The researchers divided the problem into a hierarchical two-stage generative process. One step concerns the nitrogen center of the QAC, and the other concerns the multiple tails of the molecule. I was then able to assemble these two pieces.

They extracted 603 molecules in the QAC dataset to train their algorithm.

This model generated approximately 300 molecular structures. The computer scientists sent these results to chemists for review. Team members decided to limit this review time to 4 hours to ensure that the approach being developed was practical.

Chemists applied systematic decision criteria such as QAC geometric compatibility, synthetic feasibility, structural novelty, and predictive ability of antimicrobial activity to access AI-generated molecules.

Analysis by their experts found that 9 percent of the molecules produced were suitable for synthesis and testing.

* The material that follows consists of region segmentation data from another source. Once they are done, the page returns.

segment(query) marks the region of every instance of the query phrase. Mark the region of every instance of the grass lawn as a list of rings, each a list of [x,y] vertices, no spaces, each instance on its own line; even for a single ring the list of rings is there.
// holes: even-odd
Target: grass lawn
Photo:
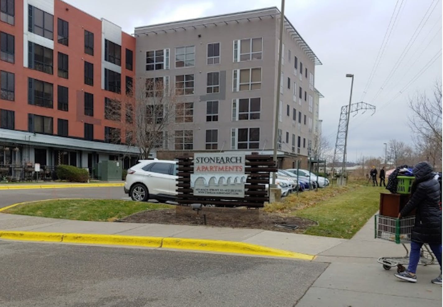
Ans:
[[[174,207],[163,204],[114,199],[54,199],[19,205],[2,213],[69,220],[112,222],[141,211]]]
[[[358,184],[332,186],[290,195],[265,210],[317,222],[306,234],[349,239],[377,211],[380,193],[385,192],[389,193],[385,188]]]

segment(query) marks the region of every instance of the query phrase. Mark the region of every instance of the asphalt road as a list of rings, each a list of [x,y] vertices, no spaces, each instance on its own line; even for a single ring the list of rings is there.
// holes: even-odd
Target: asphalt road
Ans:
[[[130,199],[123,187],[67,189],[32,189],[0,190],[0,208],[17,202],[50,198]]]
[[[293,306],[327,264],[0,241],[0,306]]]

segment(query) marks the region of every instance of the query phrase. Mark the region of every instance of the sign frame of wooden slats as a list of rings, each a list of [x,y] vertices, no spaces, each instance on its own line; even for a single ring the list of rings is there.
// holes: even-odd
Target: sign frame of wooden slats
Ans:
[[[263,207],[269,201],[265,185],[269,183],[269,174],[277,171],[275,161],[272,155],[261,155],[253,152],[245,156],[245,173],[248,175],[245,185],[245,197],[194,196],[190,187],[190,175],[194,173],[193,156],[177,158],[179,160],[177,179],[177,201],[181,206],[198,203],[203,205],[215,205],[226,207],[247,206]]]

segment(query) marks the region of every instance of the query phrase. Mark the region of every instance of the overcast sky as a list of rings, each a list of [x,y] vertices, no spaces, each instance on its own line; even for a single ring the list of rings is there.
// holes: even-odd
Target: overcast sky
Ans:
[[[279,0],[65,0],[130,34],[135,27],[272,6],[280,9],[281,4]],[[285,15],[323,64],[316,66],[315,86],[325,96],[320,118],[331,147],[340,108],[349,102],[351,78],[346,74],[354,75],[352,102],[376,106],[373,115],[360,112],[351,117],[348,161],[383,157],[383,143],[392,139],[413,145],[408,100],[418,92],[432,95],[436,80],[442,78],[441,1],[286,1]],[[389,27],[392,16],[391,26],[395,23]],[[368,84],[381,49],[382,56]]]

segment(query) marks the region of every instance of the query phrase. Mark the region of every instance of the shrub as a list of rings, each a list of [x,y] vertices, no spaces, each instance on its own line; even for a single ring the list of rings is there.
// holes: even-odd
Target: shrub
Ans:
[[[55,172],[58,179],[70,182],[87,182],[89,179],[87,170],[71,165],[57,165]]]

More than half of the compounds, or 65%, were either not new or showed only incremental changes from existing compounds. 5% considered synthesis impractical.

Also, 21 percent of the molecules produced were invalid, of which 18 percent were not QACs and 3 percent were not any category of compounds.

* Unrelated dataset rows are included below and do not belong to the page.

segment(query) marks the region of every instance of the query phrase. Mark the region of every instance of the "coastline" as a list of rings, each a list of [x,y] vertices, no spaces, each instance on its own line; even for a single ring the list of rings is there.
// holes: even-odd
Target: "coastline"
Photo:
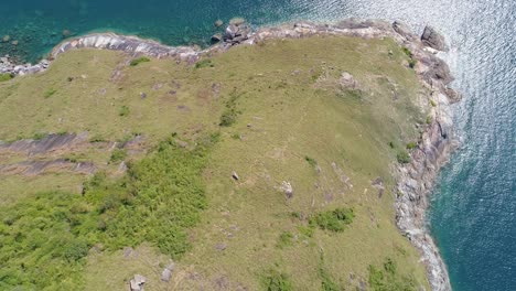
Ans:
[[[429,109],[432,120],[422,129],[422,138],[417,149],[411,153],[412,162],[405,166],[396,166],[397,192],[396,223],[400,231],[416,246],[421,260],[427,268],[427,276],[432,290],[451,290],[445,265],[432,238],[424,228],[424,212],[429,205],[430,190],[439,169],[448,161],[450,153],[456,147],[453,134],[450,105],[460,99],[460,95],[448,85],[452,82],[448,65],[436,56],[437,50],[427,46],[405,25],[399,22],[389,23],[373,20],[344,20],[338,23],[315,24],[298,22],[272,28],[261,28],[246,33],[244,37],[234,41],[235,35],[228,35],[223,42],[206,50],[190,46],[172,47],[151,40],[115,33],[96,33],[64,41],[51,53],[50,60],[74,48],[100,48],[123,51],[133,56],[149,55],[157,58],[172,57],[178,62],[194,64],[203,55],[224,52],[234,45],[254,45],[268,39],[298,39],[315,35],[342,35],[364,39],[391,37],[398,44],[406,46],[417,61],[416,73],[428,96],[420,98],[422,108]],[[233,36],[233,37],[229,37]],[[241,36],[241,35],[239,35]],[[229,41],[227,41],[229,40]],[[11,71],[0,73],[25,75],[45,71],[50,61],[43,60],[36,65],[12,65]],[[436,103],[430,106],[429,100]]]

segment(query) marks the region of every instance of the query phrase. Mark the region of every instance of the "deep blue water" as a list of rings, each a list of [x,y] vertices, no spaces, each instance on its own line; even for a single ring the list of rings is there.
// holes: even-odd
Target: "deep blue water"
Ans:
[[[430,229],[454,290],[516,290],[516,2],[514,0],[18,0],[0,3],[0,54],[36,60],[63,30],[116,30],[168,44],[207,44],[213,22],[400,19],[445,33],[443,55],[465,95],[463,142],[436,187]]]

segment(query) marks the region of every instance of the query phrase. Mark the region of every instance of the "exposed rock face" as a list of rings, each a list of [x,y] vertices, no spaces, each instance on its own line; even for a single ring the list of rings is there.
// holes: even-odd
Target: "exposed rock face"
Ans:
[[[147,278],[141,274],[135,274],[135,278],[129,282],[131,291],[144,291],[143,285],[147,282]]]
[[[335,24],[298,22],[293,25],[262,28],[255,32],[251,32],[250,28],[245,23],[233,22],[224,33],[224,42],[204,51],[195,47],[170,47],[133,36],[103,33],[65,41],[54,48],[52,57],[55,58],[61,53],[74,48],[92,47],[123,51],[133,55],[144,54],[158,58],[174,57],[178,61],[191,63],[198,60],[203,54],[224,51],[236,44],[252,45],[269,39],[300,39],[312,35],[343,35],[363,39],[391,37],[399,45],[408,47],[412,53],[412,57],[418,62],[416,73],[421,84],[431,95],[429,98],[437,98],[438,105],[430,108],[433,120],[424,128],[421,144],[413,150],[412,162],[399,168],[398,191],[401,195],[396,202],[396,220],[401,233],[419,249],[421,260],[427,267],[427,274],[432,290],[451,290],[447,268],[439,256],[438,248],[424,228],[424,211],[429,205],[429,190],[439,169],[448,161],[450,153],[456,147],[450,105],[461,98],[459,93],[449,88],[453,77],[448,65],[428,50],[428,47],[440,51],[445,50],[444,37],[434,29],[427,26],[419,39],[410,32],[407,25],[400,22],[389,23],[377,20],[350,19]],[[0,64],[0,72],[2,72],[1,69]],[[343,82],[351,84],[351,78],[343,76]],[[338,170],[336,164],[334,170]],[[341,175],[341,180],[350,187],[353,186],[348,183],[350,179],[344,174]],[[378,187],[378,191],[381,191],[383,185],[379,181],[373,183]],[[293,195],[292,186],[288,182],[283,182],[280,190],[287,197]],[[137,280],[135,280],[135,283],[137,283]]]
[[[174,271],[175,265],[173,262],[169,263],[163,269],[163,272],[161,272],[161,281],[163,282],[170,282],[170,279],[172,279],[172,272]]]
[[[87,142],[88,132],[79,134],[49,134],[41,140],[19,140],[12,143],[0,143],[0,153],[3,151],[25,152],[29,155],[47,153],[62,149],[68,149]]]
[[[239,44],[249,39],[251,30],[243,21],[233,21],[229,26],[226,28],[224,33],[224,42],[230,45]]]
[[[418,36],[412,32],[412,30],[405,23],[395,21],[393,23],[393,29],[401,36],[407,39],[407,41],[415,41]]]
[[[347,72],[341,74],[338,83],[343,89],[356,89],[358,87],[358,82]]]
[[[421,42],[438,51],[448,51],[444,36],[440,34],[434,28],[427,25],[421,35]]]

Improvements in the method

In the second experimental workflow, the researchers enhanced the process.

They handpicked a library of 603 QAC compounds and retained only those that showed activity against four dangerous bacterial strains: Staphylococcus aureus, Enteroccus faecalis, Escherichia coli and Pseudomonas aeruginosa.

The curation yielded 421 compounds, which were used to retrain the AI-generated model.

The resulting 2,000 candidates underwent an automated structural validity check by a computer program to retain only chemically valid molecules. This filter reduced the number of candidates to 800.

These 800 molecules were further filtered using a computational classifier that predicted activity against each of the four bacterial strains. The classifier rated each molecule from 1 to 4 depending on the number of strains in which the molecule was predicted to be active.

This filtration process yielded 300 top-ranked compounds, which the lab’s chemists focused on evaluating within a four-hour time limit.

This second experimental workflow significantly improved the results. Invalid output decreased from 21 percent to zero, and compounds deemed worthy of synthesis increased from 9 percent to 38 percent.

Testing the results

Chemists in the lab selected and synthesized 29 molecules generated from both workflows and tested their efficacy. The results yielded 11 novel QACs whose ability to inhibit bacterial pathogens was experimentally verified.

“One of these QACs stands out in particular in that it exhibits broad-spectrum activity against all seven bacterial strains we tested,” West says. “This includes Gram-negative bacteria, which are the most difficult to kill.”

Gram-negative bacteria cells have two membranes that make it difficult for molecules to penetrate, he explains.

The research has already attracted interest from the private sector as a potential model to accelerate the discovery of new, more effective disinfectants, West said.

The framework also serves as a model for scientists in other fields on how to collect and standardize datasets for potential AI applications.

“On the one hand, this study gives us a huge list of lead compounds to study,” West says. “We are having more undergraduate students synthesize and test the resulting compounds. This is good training for them and could lead to more discoveries.”

The paper’s lead author is Shiva Ghaemi, a doctoral student at George Mason University. Co-authors include Bo Pan, an Emory doctoral student in the Liang lab. and Alice Wu and Elise Bezold from the Wuest lab. Additional authors are Amanda Consylman, Ashley Petersen, Gabe Chang, Alice Wu, and Diana McDonough, all from Villanova University, and Mark Forman from St. Joseph’s University in Philadelphia.